Four months before I started my PhD, I went to my first ever conference: the 19th International Congress of Arachnology (ICA) in Kenting, Taiwan. I presented a talk, and connected with a bunch of fellow idiopid researchers to share ideas. That conference had a massive influence on the start of my academic career. It also made me realise what a truly wonderful bunch of people the arachnologists are, and what an exciting world I was getting into.

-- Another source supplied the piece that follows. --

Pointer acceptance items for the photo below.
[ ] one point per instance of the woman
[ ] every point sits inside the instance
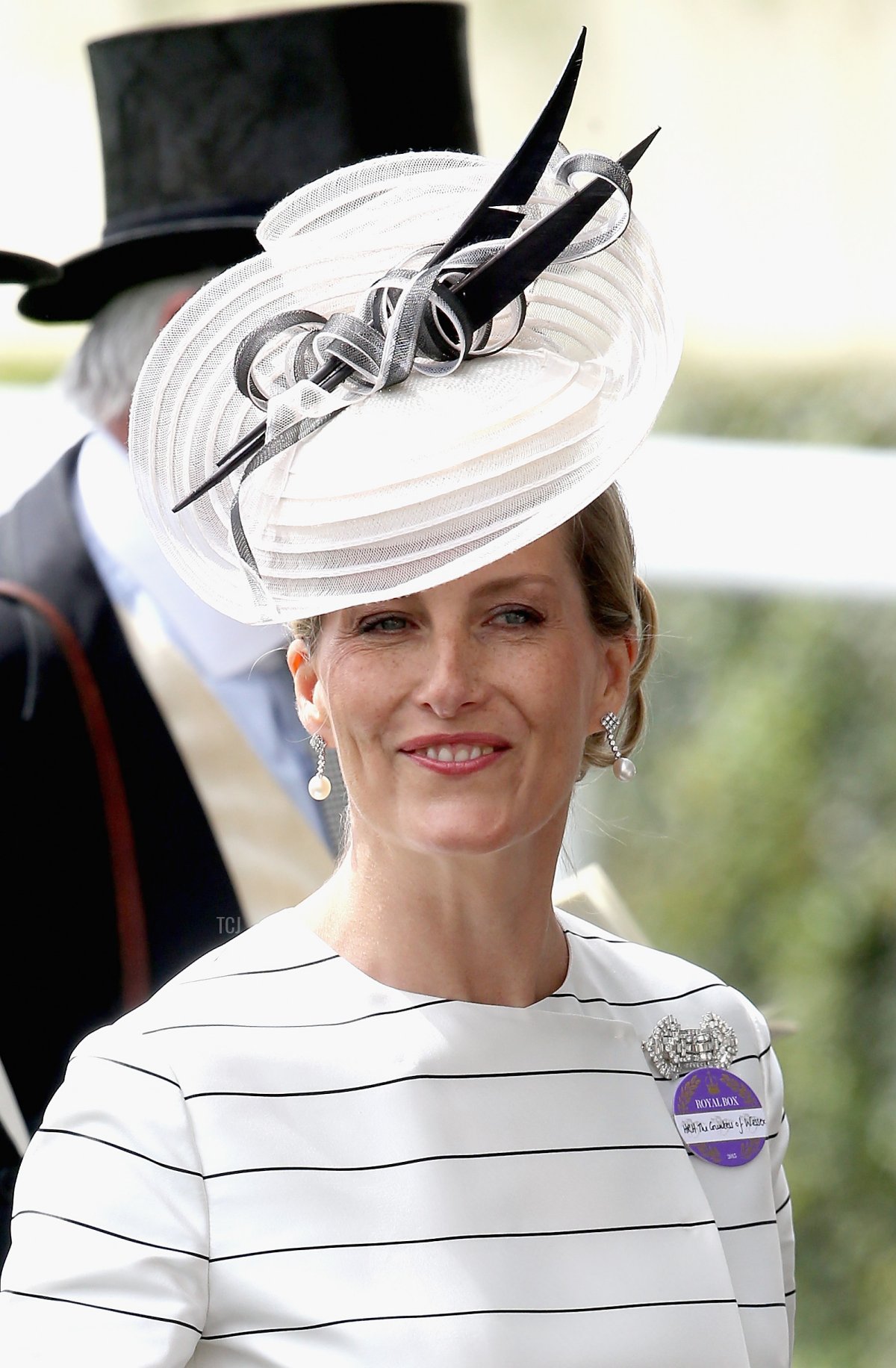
(422, 1116)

Now, four months before I plan on submitting my thesis, I have just had an exhilarating week at the 20th Congress, in Golden, Denver. It was the largest assembly of arachnologists the world has ever known, and there were some inspiring presentations and discussions. My head is still reeling from it all. It was perfect timing for me; I now have some ideas about research fields and grants to apply for, and also some pointers on how to improve my thesis. Although right now I have my head buried firmly in the writing up process (hence my silence for the last couple of months), it was well worth coming. Life doesn't end when a thesis is handed in! There is plenty to do to build my career. Conferences and networking are fuel for a baby scientist's growth, especially in a close-knit community such as the arachnologist community.
I won't bore you with a day-by-day text wall, but here are a few cool things that I picked up from the human and arachnid components of the conference.
1. My usual strategy of orbiting the crowd and then diving in to hit a weak spot has, for the last few conferences, been made more successful by befriending someone similar to me on the first day. One looks a little less predatory and a little more social if one has a friend or two.
2. Having said that, I am always surprised that there are plenty of people who are fine with being on their own, and they don't seem like losers or unpopular people. It is fine at conferences to be by yourself sometimes, as long as you don't do it too much (when the conference is over, you don't want to have missed opportunities).
3. The best time to network is at mealtimes, when you find a space, sit down and munch while listening to people talking about their research. They are pretty much a captive audience and you can get to know them pretty well.
4. Different countries have totally different research dynamics and cultures. Each has its merits and its disadvantages.
5. Amblypygi (an order of arachnids that look terrifying at first but are harmless) are underappreciated powerhouses of sensory perception, neural processing, and cuteness.
6. Jumping spiders have eyes at the end of long tubes, and in translucent species you can see the tubes move around as the spider scans its surroundings. They only have clear colour vision on a small part of their retina, so they need the ability to move their eyes and focus on different parts of their environment.
7. Sometimes (often, maybe), technology progresses faster than our ability to use or understand it and its outputs.
8. Even analyses using rudimentary techniques, or those which produce inconclusive results, are informative and of some use, so long as their limitations are taken into consideration.
Anyway, I need to get all my thoughts together and get back into thesis mode. Conferences really take it out of a person!